By Libya Herald reporter.
Tunis, 25 May 2017:
The Italian-Libyan Chamber of Commerce says that it is now hopeful that the Italian government is looking sympathetically to calls for it to help companies suffering as a result of unpaid bills following the 2011 Libyan revolution.
This follows talks last Friday between its president, GianFranco Damiano, and Italian Foreign Minister Angelino Alfano on the current situation in Libya.
Italian companies are owed around €650 million from pre-2011 contracts, the chamber says, to which must be added €15 million for damages and destruction during the revolution. In addition, there is a further €240 million in outstanding bills from the 1990s.

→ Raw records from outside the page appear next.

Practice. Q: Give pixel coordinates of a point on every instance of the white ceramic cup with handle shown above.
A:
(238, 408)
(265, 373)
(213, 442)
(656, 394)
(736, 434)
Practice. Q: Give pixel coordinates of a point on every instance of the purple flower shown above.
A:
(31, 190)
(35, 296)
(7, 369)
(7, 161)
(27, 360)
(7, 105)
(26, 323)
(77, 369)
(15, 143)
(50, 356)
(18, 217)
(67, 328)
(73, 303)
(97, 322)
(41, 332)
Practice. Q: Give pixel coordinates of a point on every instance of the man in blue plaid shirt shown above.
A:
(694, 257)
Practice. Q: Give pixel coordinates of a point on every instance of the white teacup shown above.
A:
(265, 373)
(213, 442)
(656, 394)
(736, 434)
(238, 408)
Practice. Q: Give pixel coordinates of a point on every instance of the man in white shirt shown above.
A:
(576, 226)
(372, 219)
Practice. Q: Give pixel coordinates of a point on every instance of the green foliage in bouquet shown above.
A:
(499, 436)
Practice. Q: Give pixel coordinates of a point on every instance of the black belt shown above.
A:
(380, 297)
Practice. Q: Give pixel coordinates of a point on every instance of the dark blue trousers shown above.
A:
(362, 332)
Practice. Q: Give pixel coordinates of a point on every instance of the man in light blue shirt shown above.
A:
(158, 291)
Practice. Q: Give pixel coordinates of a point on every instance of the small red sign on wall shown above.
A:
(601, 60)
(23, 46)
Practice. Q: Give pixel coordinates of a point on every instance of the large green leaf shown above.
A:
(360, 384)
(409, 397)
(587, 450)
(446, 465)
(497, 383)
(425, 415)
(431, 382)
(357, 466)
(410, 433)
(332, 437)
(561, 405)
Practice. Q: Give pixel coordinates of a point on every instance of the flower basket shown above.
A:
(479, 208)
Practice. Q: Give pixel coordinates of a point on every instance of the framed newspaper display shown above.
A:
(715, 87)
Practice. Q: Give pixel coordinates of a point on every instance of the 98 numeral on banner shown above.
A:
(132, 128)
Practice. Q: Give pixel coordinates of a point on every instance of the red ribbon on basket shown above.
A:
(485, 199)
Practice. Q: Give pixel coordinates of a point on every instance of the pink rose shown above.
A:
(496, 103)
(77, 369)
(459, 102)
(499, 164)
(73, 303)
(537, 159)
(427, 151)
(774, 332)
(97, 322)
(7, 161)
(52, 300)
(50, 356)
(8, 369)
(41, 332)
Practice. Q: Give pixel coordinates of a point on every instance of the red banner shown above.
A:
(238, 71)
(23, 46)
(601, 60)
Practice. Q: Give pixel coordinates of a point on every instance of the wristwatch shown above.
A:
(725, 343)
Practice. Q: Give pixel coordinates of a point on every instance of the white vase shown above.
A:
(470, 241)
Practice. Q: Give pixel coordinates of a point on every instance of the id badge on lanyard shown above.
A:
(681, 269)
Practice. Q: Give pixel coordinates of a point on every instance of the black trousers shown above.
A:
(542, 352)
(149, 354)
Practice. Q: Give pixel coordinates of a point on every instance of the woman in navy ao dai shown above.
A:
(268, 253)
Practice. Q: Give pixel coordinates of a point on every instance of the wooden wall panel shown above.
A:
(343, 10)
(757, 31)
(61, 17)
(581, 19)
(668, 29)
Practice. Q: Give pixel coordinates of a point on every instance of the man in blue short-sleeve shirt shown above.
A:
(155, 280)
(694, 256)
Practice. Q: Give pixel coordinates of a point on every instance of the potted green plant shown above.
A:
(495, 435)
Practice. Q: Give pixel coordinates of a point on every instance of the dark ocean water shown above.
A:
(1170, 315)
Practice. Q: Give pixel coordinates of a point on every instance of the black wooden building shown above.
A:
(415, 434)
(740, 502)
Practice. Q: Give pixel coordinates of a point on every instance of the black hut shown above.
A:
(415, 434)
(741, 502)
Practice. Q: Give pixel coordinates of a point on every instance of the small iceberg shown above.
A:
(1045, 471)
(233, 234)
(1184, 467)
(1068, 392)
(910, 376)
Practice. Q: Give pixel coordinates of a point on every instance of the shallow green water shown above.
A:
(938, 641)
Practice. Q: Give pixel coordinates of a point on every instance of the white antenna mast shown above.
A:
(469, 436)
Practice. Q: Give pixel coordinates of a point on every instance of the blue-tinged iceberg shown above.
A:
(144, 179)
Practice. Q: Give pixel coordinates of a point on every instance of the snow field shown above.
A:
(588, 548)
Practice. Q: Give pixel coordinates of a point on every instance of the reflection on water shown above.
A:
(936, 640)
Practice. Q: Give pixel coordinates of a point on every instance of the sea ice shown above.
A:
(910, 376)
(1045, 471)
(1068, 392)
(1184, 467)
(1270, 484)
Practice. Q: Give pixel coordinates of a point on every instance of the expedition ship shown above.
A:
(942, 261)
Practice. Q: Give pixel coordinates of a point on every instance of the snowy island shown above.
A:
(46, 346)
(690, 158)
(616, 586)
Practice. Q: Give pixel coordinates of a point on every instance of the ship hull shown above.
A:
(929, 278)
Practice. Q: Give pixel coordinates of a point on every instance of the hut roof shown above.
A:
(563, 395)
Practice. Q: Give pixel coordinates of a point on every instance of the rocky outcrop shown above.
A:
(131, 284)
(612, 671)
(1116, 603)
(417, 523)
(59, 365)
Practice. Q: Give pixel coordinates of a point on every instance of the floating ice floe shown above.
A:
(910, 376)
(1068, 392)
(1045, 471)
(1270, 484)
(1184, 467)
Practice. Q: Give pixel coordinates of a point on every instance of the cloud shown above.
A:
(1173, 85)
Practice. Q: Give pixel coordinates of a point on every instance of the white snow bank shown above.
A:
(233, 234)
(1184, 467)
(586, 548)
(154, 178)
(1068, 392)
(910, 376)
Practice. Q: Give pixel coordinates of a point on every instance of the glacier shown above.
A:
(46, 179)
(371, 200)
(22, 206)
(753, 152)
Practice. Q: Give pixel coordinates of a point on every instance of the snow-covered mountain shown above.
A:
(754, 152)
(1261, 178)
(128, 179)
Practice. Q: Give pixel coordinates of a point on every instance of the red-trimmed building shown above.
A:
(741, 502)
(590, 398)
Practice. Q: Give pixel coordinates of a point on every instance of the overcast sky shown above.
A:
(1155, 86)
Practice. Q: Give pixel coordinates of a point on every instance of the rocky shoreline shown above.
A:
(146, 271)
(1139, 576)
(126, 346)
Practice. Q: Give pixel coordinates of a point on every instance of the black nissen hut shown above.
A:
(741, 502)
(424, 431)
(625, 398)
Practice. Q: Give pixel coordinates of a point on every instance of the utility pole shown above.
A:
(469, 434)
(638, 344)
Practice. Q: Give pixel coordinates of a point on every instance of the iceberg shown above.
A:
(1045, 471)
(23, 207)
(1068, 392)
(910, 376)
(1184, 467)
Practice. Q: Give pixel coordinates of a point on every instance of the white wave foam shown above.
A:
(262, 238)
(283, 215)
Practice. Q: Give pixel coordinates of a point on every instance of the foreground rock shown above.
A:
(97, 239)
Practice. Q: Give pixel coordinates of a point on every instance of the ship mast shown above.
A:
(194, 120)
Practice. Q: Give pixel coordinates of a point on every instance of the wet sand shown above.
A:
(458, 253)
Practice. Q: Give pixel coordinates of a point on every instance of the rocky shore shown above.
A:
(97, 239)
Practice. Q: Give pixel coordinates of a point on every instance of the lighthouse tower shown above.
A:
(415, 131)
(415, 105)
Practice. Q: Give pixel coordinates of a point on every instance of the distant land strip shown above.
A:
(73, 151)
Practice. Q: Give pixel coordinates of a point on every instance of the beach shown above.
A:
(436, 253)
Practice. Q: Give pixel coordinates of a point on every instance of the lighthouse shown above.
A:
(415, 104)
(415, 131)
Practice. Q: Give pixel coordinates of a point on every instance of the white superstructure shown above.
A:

Some 150 companies have been affected by Libyan non-payment, it notes, saying it has been calling on the government in Rome to address the issue for some considerable time. It points out that given the continuing crisis in Libya the companies have been unable to pursue claims there.
It notes, too, that in a survey it carried out of 20 companies which had been active Libya prior to the revolution, 16 were still owed €100 million since 2011, three were in receivership as a result of losses, and one had been forced to close altogether with the loss of 200 jobs.
Some Italian companies were continuing to provide services and supplies to Libya but for many the situation had become unsustainable, Damiano said. As a result, many would not be able to bounce back and undertake business in Libya when it finally settles down.
He said, however, that following his meeting with Alfano he is now optimistic that the Italian government was now sympathetic to the companies’ plight and their need to recover the monies’ owed to them.